The construction of the Canal du Nord had reached the commune in 1914 when the First World War broke out. In the winter of 1916-17, its incomplete earthworks were here incorporated into the defences of the Hindenburg Line, the main or front line of which ran right through the village. As a consequence, the commune was the scene of two battles each of which was in its own way, significant in the history of the war.

In November 1917, the Hindenburg Main Line (Siegfried Stellung) ran through the village. The taking of Havrincourt was part of the opening phase of the Battle of Cambrai (1917), when tanks were used in a coordinated way for the first time.

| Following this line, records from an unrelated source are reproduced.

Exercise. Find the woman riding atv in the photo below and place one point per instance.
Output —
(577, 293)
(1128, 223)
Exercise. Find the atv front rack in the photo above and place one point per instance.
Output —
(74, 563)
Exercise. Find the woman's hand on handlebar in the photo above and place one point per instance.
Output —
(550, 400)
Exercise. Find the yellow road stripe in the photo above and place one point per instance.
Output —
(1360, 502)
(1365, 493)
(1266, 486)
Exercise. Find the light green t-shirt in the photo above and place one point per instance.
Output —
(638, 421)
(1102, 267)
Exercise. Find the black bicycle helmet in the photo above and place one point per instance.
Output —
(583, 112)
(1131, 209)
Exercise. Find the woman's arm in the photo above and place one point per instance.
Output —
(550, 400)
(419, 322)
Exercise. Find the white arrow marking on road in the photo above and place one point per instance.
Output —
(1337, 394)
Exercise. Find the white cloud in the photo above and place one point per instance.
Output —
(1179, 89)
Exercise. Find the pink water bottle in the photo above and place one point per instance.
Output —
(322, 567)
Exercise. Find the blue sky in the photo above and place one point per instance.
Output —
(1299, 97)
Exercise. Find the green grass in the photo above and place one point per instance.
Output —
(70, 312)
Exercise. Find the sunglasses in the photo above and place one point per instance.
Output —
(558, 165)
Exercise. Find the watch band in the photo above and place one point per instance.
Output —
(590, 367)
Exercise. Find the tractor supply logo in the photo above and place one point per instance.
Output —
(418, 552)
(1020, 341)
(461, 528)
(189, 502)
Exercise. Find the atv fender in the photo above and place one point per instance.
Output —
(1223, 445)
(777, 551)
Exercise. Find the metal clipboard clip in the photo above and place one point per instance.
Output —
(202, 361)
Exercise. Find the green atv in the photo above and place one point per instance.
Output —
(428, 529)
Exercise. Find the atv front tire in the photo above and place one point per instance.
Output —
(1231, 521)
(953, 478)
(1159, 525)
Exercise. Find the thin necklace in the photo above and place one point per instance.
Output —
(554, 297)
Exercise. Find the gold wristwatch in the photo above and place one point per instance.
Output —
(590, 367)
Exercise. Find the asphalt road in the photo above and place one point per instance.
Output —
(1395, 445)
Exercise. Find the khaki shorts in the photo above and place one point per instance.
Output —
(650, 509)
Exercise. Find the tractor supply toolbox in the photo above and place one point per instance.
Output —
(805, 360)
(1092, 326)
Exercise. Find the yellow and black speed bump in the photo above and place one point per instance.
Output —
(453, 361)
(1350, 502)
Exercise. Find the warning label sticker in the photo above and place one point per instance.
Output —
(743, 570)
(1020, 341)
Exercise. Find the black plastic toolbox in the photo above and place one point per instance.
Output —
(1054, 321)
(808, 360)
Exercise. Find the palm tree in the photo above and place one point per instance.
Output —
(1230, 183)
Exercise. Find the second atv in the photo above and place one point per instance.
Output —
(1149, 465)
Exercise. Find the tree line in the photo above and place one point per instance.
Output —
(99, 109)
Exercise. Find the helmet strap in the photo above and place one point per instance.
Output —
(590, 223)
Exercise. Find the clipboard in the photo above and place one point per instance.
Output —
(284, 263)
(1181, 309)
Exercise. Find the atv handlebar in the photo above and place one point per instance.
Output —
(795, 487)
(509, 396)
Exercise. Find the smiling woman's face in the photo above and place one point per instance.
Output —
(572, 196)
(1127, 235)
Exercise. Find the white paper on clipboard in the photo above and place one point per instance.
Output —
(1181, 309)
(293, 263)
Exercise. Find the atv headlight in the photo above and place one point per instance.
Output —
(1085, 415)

On the night of 19–20 November, soldiers of British 62nd (2nd West Riding) Division prepared for the event in Havrincourt Wood. The motorway now passes through the part which in 1917 had been felled as part of the front of the Hindenburg Line and was occupied by an artillery battery. The Tank Corps mustered behind the battery, in the south-west corner of the wood. The infantry battalions present were the 2/5th, 2/6th, 2/7th (Leeds Rifles) and 2/8th (Leeds Rifles) Bns West Yorkshire Regiment, 2/4th and 2/5th Bns KOYLI, 2/4th and 2/5th Bns York and Lancaster Regiment.

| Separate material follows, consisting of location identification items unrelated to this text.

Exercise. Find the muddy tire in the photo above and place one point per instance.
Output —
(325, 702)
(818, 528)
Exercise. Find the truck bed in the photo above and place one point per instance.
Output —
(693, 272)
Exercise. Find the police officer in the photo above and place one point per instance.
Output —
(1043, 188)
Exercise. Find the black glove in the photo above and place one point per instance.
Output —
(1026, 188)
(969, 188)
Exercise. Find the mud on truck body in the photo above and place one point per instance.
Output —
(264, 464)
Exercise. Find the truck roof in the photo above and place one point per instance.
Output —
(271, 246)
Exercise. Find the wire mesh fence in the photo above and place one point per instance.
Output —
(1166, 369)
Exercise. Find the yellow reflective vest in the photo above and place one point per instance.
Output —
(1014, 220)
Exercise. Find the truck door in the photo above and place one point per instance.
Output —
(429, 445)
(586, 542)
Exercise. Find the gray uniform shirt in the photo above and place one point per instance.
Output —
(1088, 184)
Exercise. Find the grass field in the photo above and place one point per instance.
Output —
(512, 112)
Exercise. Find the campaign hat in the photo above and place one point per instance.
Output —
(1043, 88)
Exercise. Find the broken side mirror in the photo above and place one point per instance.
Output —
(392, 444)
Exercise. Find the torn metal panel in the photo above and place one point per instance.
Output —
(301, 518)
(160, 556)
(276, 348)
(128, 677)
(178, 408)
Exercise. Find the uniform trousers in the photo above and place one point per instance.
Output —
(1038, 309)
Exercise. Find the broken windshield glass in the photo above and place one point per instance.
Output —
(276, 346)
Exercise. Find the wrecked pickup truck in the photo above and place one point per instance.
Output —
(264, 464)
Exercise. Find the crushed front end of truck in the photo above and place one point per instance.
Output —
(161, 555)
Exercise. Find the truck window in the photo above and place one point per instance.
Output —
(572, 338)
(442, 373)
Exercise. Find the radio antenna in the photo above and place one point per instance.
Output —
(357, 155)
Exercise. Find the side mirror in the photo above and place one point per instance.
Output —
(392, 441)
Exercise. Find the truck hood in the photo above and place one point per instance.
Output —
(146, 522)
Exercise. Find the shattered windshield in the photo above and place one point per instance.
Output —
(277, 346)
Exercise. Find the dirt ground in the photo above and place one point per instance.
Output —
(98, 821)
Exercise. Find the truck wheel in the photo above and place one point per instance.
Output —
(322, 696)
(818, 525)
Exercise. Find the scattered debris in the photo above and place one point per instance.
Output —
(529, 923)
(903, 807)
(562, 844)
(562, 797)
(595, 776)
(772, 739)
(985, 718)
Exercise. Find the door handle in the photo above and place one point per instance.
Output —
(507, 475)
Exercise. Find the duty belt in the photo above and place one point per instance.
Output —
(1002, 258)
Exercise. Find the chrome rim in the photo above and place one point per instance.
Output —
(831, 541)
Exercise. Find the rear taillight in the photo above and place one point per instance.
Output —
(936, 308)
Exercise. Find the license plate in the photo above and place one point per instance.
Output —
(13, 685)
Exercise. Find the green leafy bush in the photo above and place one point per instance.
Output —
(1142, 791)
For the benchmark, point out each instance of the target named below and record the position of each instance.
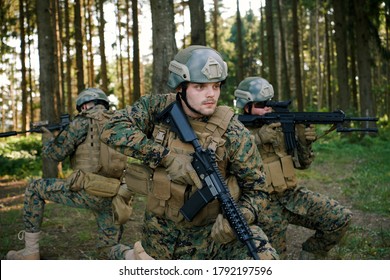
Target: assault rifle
(36, 126)
(289, 119)
(214, 186)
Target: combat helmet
(92, 94)
(197, 64)
(253, 89)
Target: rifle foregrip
(196, 203)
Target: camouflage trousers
(165, 239)
(57, 190)
(305, 208)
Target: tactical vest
(95, 156)
(165, 198)
(278, 165)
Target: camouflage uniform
(57, 190)
(282, 202)
(281, 205)
(129, 131)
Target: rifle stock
(289, 119)
(214, 186)
(36, 127)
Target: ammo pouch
(280, 174)
(101, 186)
(138, 178)
(76, 180)
(165, 199)
(93, 184)
(122, 205)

The second battle was the Battle of Havrincourt, opening on 12 September 1918, which was significant because it began the German retreat back to the Belgian border with France. Arrival in that vicinity coincided with the implementation of The Armistice. At Havrincourt, on 12 September, 62nd Division was again present, this time with the New Zealand Division.

The commune was awarded the French Croix de Guerre on 23 September 1920.

==Heritage==
There are no really old buildings as everything was destroyed by the establishment of the Hindenburg Line and the two battles, particularly that of 1917. However, the château was rebuilt by 1925 in the style of the periods of Henri IV and Louis XIII (1589–1643), the equivalent of the English Jacobean. It consists of five adjoining blocks of building each with a steeply pitched roof.

The church of St Géry too, was rebuilt after 1918. It includes seven grave slabs of the Cardevacque d'Havrincourt family from the period 1648 to 1776. There is a chapel of the Virgin with a black Madonna and a chapel of St Martin.

The Bois d'Havrincourt is extensive and there is a fine panoramic view from the Bridge on the Canal du Nord.